Tu es cette étincelle qui éclaire le ciel gris, cette chose mystérieuse qui me relie au monde et à la vie, avec toutes ses facettes, les plus lumineuses comme les plus sombres.

Tu fais disparaître mon sentiment d’absurdité, tu me fais m’émerveiller, me révolter contre ce que tu juges injuste et inhumain. Tu me fais pleurer, de joie, de tristesse, parfois les deux en même temps. Tu fais rougir mes joues de honte parfois.

Tout ça est ok.

Je ne veux plus te cacher sous des airs de dure à cuire, de détachement et d’invulnérabilité. Je ne veux plus que tu te recroquevilles derrière un masque lisse et mensonger. Tout ça est ok.
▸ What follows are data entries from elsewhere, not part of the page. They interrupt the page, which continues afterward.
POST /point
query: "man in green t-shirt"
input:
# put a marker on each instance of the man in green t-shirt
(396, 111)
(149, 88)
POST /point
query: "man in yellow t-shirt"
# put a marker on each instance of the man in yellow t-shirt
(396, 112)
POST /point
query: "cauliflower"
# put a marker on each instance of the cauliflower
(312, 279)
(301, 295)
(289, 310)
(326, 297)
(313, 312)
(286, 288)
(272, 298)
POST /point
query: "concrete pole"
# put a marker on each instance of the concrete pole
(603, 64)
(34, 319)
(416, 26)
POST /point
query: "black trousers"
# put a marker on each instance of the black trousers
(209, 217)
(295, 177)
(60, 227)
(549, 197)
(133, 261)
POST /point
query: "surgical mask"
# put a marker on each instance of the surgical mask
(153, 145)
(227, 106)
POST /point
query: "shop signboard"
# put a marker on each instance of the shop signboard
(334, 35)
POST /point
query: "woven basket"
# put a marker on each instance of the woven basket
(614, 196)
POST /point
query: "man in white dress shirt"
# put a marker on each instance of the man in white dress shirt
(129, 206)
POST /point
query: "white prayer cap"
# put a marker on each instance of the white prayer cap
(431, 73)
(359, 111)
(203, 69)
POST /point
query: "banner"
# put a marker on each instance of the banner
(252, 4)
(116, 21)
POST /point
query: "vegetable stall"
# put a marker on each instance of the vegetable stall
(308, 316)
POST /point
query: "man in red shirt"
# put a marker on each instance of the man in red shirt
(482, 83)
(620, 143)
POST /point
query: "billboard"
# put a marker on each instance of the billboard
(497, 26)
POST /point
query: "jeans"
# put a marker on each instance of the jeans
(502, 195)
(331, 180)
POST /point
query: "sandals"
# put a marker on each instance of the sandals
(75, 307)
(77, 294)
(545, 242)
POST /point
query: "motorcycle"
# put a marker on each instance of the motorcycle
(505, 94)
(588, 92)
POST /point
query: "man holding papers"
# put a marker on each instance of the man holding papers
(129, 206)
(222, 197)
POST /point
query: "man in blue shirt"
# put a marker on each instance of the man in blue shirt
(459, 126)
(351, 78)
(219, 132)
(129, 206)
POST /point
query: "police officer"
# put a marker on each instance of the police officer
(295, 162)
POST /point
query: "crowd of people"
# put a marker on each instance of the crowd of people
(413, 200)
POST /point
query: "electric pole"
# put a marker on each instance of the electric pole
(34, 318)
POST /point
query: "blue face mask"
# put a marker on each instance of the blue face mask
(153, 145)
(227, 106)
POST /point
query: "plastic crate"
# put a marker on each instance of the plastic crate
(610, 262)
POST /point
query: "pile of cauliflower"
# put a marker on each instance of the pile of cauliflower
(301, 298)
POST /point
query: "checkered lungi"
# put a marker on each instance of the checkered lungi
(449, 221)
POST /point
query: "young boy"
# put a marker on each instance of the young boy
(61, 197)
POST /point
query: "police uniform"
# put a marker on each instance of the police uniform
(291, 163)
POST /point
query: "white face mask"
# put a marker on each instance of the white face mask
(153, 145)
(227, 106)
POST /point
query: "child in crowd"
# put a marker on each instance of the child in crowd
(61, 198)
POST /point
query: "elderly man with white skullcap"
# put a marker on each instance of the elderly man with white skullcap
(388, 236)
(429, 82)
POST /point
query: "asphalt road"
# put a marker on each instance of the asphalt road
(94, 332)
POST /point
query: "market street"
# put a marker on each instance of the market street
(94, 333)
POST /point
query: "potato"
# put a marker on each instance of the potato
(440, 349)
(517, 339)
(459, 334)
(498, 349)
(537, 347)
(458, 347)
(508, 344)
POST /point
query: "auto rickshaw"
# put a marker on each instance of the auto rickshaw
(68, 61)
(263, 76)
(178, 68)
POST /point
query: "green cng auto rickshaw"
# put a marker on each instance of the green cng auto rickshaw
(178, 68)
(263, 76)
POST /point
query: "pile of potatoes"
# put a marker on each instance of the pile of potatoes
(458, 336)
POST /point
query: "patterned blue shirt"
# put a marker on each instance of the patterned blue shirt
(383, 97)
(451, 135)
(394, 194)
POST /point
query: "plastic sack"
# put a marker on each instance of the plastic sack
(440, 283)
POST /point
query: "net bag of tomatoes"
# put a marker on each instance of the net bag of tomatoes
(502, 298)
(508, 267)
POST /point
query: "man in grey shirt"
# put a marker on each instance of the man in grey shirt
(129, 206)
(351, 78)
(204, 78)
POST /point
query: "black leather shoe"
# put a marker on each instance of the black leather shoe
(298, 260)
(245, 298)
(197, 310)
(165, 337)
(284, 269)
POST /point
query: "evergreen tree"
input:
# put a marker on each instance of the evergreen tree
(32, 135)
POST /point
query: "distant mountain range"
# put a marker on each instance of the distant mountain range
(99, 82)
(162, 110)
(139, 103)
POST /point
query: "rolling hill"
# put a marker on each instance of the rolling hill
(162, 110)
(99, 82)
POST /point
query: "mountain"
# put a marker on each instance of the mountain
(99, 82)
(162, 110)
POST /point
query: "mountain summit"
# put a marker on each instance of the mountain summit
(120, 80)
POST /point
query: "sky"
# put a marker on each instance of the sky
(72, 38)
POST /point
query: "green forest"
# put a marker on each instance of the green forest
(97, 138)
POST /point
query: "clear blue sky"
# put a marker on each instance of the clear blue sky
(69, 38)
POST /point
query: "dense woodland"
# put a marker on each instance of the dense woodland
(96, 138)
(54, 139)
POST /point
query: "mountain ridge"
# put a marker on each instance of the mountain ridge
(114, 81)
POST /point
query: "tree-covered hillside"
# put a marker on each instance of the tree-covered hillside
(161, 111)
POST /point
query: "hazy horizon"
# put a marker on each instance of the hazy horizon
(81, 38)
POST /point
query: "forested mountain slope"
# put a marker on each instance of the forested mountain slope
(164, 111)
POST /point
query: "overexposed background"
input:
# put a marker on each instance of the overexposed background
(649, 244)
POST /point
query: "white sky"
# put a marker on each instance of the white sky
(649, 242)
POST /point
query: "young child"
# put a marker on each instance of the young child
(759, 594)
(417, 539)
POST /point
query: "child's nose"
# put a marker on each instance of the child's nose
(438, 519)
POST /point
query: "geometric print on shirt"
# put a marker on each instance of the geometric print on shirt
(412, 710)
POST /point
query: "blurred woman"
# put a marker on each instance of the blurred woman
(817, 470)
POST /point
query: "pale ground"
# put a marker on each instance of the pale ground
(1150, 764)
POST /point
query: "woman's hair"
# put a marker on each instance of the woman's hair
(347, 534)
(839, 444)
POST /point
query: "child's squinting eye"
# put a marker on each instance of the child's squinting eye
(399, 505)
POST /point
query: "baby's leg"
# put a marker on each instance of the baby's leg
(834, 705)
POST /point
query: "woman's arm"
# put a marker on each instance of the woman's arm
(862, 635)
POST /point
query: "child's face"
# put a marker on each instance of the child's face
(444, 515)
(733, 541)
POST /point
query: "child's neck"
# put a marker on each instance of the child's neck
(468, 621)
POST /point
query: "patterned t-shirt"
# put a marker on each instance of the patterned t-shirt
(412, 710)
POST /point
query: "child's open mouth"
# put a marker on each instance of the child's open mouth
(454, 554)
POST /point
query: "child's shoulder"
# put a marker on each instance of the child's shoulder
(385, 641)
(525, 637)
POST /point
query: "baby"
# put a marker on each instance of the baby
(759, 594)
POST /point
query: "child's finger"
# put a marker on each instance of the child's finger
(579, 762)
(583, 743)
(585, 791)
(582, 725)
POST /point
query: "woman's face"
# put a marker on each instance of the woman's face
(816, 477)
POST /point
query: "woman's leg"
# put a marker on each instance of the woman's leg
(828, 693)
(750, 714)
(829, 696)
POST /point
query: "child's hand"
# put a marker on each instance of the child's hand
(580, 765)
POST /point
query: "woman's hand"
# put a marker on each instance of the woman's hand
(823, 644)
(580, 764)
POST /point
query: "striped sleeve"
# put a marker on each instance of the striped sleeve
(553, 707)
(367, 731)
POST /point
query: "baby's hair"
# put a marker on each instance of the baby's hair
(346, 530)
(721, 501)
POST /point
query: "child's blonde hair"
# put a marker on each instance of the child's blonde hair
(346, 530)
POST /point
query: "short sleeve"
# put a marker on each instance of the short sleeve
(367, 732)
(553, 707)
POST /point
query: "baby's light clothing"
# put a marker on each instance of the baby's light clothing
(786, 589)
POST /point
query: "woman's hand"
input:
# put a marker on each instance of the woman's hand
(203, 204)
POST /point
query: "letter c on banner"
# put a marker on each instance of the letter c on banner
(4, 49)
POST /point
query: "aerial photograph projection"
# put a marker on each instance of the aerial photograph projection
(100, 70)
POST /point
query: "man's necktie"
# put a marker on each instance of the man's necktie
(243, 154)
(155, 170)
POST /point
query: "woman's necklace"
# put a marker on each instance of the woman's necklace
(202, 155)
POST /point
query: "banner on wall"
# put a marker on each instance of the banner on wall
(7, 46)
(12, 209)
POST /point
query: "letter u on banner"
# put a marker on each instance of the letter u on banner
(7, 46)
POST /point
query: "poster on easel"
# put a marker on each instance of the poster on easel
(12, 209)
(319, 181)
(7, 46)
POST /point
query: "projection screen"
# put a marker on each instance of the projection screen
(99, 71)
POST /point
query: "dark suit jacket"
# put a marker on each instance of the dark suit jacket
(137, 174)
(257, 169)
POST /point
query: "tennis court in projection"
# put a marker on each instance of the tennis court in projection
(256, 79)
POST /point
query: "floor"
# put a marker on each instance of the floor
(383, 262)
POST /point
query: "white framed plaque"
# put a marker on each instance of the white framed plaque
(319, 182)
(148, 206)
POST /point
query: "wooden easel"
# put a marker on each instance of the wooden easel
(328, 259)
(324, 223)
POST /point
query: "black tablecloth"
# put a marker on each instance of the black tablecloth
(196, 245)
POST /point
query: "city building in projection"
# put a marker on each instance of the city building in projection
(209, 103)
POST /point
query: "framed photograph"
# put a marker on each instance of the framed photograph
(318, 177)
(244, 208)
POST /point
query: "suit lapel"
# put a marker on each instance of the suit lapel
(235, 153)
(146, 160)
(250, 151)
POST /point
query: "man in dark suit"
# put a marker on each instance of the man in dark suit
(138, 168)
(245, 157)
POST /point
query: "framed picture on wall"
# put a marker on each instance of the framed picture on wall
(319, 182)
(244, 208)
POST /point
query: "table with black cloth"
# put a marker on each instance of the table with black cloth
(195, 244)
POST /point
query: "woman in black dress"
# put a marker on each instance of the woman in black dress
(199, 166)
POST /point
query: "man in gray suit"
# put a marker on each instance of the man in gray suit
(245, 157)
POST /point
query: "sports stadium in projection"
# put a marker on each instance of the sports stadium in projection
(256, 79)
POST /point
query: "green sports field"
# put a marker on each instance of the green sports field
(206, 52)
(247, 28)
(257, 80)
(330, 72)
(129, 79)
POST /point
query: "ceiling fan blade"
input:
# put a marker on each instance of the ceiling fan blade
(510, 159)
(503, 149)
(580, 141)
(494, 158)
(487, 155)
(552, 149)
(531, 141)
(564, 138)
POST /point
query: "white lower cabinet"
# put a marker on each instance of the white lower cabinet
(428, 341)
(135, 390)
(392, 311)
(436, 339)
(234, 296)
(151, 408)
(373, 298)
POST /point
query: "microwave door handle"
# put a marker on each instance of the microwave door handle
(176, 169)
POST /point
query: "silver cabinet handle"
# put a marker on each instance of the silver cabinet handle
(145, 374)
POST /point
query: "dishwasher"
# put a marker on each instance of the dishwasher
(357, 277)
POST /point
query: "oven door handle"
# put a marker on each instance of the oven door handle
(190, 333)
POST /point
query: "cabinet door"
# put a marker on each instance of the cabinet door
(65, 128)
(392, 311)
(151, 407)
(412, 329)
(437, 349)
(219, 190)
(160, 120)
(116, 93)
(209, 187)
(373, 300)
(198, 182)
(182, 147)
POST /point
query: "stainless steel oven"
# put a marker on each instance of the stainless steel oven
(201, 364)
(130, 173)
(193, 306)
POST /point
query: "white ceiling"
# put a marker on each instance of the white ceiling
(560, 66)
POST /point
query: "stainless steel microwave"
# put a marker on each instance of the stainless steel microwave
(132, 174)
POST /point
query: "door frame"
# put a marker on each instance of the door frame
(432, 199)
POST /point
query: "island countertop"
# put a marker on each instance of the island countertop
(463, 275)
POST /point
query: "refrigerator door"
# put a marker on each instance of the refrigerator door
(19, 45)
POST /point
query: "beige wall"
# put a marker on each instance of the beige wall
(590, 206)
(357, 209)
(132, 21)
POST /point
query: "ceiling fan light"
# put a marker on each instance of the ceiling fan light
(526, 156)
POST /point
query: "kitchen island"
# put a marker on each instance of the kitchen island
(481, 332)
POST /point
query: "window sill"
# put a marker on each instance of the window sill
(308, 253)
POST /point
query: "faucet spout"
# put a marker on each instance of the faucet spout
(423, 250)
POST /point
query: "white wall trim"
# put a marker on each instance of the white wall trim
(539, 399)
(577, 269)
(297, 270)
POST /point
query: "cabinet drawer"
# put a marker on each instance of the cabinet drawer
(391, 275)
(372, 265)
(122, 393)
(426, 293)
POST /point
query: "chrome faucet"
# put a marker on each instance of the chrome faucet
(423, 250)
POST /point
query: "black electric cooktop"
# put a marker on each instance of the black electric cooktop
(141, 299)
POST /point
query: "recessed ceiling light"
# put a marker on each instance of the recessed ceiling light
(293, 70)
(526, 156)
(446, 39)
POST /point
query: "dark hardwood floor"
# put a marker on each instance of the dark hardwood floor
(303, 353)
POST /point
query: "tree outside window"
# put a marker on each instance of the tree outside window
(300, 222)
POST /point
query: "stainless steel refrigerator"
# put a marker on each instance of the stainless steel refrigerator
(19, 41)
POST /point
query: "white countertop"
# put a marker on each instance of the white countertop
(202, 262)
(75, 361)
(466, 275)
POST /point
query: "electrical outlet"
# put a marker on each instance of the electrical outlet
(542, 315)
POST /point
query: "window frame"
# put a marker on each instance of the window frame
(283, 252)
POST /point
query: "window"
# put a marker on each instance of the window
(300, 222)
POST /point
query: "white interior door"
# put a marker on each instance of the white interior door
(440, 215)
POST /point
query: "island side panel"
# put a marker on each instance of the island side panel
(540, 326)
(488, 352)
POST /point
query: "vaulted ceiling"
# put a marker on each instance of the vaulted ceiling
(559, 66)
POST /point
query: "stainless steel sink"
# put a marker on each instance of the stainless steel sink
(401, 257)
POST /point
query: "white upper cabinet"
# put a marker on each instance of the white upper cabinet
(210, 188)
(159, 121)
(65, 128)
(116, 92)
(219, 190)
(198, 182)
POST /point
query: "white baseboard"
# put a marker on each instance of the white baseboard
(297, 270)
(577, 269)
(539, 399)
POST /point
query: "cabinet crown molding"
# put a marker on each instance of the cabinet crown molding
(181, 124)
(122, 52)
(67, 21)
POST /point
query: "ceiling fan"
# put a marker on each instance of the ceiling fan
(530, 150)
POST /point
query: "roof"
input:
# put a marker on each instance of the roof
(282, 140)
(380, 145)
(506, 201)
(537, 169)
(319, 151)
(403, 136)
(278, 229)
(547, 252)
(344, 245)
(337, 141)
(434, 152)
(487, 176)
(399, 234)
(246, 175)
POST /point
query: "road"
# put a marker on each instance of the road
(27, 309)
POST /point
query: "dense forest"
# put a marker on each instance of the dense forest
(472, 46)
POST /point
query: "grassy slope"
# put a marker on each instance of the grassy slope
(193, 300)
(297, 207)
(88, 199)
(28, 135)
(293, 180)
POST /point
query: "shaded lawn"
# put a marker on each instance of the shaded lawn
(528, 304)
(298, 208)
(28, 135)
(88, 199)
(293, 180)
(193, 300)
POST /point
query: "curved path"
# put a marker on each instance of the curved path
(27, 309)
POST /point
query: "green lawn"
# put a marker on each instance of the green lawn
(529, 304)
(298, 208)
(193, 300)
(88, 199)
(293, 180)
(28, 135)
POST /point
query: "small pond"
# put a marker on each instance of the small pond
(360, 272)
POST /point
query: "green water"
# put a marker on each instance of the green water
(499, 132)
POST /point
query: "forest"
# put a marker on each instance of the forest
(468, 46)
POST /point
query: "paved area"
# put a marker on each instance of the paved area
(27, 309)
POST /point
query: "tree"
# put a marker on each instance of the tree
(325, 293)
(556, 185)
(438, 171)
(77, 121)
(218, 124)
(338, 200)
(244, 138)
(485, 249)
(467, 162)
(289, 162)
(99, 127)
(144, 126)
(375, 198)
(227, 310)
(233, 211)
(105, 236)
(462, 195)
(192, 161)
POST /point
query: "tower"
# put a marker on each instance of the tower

Tu es ok.

Welcome back !

Accepter et embrasser ma sensibilité

Je voulais partager ce texte, que j’ai déjà publié sur mon blog perso Le Grand émerveillement, parce que je pense qu’on est nombreux et nombreuses, hypersensibles ou non, à mettre au placard notre sensibilité, et à ne pas oser montrer ce qu’on ressent par peur de trop en faire, de déplaire, de ne pas être aimées.

Au-delà des contextes familiaux personnels, je pense que les nombreuses normes et injonctions véhiculées par la société — être forte, performante, compétitive, parfaite — ne nous aident pas à nous sentir autorisées à exprimer notre propre sensibilité.

Encore trop souvent, j’ai l’impression que la sensibilité et ses manifestations (les larmes, les cris…) sont vues comme une faiblesse à éradiquer pour répondre aux fameuses injonctions citées plus haut.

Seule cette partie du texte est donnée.